I have a doubt regarding the knowledge-base implementation, where we maintain two databases:
-
ContentsDB (PostgresDb)
-
VectorDB (pgvector)
In ContentsDB, we have an attribute access_count , and my expectation is that it should be updated every time a document is accessed.
Example
If in a single search I retrieve ~10 documents, then for each unique knowledge content, access_count should be incremented by 1. However, currently in the code this update is not happening which is why I am raising this issue.
Code references fix:
ContentsDB increment method (Postgres)
# libs/agno/agno/db/postgres/postgres.py
def increment_knowledge_access_count(self, id: str) -> Optional[KnowledgeRow]:
...
stmt = (
update(table)
.where(table.c.id == id)
.values(
access_count=func.coalesce(table.c.access_count, 0) + 1,
updated_at=int(time.time())
)
.returning(*table.c)
)
...
VectorDB search result construction (pgvector)

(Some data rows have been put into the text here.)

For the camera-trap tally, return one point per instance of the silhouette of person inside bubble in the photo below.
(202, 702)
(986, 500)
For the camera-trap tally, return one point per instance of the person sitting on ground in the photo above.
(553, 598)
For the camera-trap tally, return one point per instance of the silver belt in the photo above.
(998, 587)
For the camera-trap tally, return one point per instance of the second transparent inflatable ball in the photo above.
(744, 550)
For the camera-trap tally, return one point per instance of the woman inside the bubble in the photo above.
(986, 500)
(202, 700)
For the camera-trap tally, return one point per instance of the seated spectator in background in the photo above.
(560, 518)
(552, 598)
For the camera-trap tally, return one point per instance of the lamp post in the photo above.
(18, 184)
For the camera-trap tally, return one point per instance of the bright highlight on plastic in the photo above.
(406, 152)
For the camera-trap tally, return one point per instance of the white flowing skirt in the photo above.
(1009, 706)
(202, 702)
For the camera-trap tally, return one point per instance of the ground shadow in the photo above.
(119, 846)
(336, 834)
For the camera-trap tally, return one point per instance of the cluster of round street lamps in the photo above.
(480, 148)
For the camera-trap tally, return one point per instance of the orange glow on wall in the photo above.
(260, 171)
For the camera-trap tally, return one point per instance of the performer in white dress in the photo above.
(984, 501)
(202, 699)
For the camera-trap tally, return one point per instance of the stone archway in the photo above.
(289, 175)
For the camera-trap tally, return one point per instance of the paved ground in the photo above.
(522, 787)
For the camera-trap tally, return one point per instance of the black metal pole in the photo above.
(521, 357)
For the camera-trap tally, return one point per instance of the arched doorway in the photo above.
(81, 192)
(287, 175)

# libs/agno/agno/vectordb/pgvector/pgvector.py
search_results.append(
Document(
id=result.id,
name=result.name,
meta_data=result.meta_data,
content=result.content,
embedder=self.embedder,
embedding=result.embedding,
usage=result.usage,
content_id=result.content_id # additional select
)
)
Knowledge layer search logic
# libs/agno/agno/knowledge/knowledge.py
def search(...):
...
results = self.vector_db.search(query=query, limit=_max_results, filters=filters)
if self.contents_db:
unique_content_ids = set(item.content_id for item in results)

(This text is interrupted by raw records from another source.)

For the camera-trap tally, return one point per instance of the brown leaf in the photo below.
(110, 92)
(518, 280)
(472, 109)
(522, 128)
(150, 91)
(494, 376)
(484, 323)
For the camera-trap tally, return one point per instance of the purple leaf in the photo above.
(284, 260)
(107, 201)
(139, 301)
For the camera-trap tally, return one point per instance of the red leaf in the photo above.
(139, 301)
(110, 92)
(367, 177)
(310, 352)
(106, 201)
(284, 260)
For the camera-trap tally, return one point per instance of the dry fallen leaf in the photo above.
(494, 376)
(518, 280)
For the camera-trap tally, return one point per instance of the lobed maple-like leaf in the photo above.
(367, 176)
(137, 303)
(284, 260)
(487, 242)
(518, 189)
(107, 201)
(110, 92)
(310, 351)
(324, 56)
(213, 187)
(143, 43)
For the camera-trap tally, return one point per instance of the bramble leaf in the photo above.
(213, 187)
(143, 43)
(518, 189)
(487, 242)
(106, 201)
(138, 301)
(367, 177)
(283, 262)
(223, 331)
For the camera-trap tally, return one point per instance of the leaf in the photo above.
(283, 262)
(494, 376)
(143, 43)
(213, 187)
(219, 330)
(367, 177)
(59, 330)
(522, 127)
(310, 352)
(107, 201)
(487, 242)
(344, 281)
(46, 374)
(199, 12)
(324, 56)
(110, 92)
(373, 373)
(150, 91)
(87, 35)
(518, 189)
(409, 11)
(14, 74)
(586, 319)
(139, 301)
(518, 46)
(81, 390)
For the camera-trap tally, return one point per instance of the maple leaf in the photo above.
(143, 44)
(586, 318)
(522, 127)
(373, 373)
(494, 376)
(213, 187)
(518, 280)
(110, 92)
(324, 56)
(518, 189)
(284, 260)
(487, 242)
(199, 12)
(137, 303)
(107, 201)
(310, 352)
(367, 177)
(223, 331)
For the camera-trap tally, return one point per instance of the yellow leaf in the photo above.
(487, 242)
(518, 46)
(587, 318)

for content_id in unique_content_ids:
self.contents_db.increment_knowledge_access_count(content_id)
return results
Proposal
Increment access_count in ContentsDB whenever knowledge content is accessed through a search.
Only increment once per content_id per search (avoid duplicates).
This helps track document usage across both ContentsDB and VectorDB consistently.
Should we proceed with this approach, or is there a better way to handle access_count updates across ContentsDB and VectorDB?